Strictly Increasing Path in a Matrix

You are given an M×N matrix of integers. Your task is to determine whether there exists a path from the top-left corner to the bottom-right corner of the matrix such that all the values along the path are in strictly increasing order. You can only move either to the right or down at any step.

A valid path is one that starts from the top-left cell (1, 1) and reaches the bottom-right cell (M, N) by moving only in rightward or downward directions. Moreover, if the value at the current cell is v, then you can move to the next cell only if its value is greater than v.

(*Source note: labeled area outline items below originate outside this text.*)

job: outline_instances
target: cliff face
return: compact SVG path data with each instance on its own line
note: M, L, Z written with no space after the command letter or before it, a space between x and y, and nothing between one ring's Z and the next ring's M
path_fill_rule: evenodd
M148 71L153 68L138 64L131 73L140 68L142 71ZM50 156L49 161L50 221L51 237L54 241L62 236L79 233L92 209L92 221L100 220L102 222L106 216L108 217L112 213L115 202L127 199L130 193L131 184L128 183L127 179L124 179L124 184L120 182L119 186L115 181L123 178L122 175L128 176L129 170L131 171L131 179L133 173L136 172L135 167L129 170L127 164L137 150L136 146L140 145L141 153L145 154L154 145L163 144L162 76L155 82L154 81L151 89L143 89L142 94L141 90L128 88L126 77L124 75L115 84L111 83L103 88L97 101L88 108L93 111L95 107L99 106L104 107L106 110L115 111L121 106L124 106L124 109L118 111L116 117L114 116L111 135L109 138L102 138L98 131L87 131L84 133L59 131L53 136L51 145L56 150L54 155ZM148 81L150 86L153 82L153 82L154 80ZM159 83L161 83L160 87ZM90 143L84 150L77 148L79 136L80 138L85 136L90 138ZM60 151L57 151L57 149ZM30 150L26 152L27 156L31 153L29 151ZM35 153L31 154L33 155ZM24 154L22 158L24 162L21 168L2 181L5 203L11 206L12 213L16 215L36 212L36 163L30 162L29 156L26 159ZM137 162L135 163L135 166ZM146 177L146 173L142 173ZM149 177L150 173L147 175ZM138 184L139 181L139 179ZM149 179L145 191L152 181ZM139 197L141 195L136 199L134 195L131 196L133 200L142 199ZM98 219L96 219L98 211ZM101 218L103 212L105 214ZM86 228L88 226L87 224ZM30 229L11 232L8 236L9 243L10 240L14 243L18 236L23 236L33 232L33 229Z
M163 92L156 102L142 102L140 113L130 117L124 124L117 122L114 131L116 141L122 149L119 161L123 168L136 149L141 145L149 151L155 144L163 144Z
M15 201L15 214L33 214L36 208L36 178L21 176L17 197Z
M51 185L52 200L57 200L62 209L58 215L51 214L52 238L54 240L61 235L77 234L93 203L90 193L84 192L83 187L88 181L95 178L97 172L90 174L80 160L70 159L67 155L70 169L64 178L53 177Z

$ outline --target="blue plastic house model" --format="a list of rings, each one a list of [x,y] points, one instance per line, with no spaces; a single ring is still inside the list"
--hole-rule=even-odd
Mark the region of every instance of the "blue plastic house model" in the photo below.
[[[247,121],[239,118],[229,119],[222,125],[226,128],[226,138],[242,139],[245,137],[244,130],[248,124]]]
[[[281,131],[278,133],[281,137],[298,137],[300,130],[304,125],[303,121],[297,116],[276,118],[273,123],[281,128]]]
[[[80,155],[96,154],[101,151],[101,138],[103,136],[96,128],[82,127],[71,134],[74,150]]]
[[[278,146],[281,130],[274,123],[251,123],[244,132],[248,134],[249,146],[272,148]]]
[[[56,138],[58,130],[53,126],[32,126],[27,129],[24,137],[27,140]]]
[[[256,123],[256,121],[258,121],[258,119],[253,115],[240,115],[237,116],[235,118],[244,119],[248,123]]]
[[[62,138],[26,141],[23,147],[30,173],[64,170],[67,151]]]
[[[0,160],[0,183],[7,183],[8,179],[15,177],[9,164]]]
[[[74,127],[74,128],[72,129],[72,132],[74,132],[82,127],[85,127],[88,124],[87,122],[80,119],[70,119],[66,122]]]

The mathematical condition for a valid move from cell (i, j) to cell (k, l) (where k = i + 1 or l = j + 1) is given by:

$$ matrix[k][l] > matrix[i][j] $$

If such a path exists, print True; otherwise, print False.

inputFormat

The first line of input contains two integers, M and N, representing the number of rows and columns of the matrix respectively. The next M lines each contain N integers separated by spaces, representing the matrix values.

For example:

3 3
1 2 3
4 5 6
7 8 9

outputFormat

Output a single line containing either True if there exists a strictly increasing path from the top-left to the bottom-right corner, or False if no such path exists.

## sample

3 3
1 2 3
4 5 6
7 8 9

True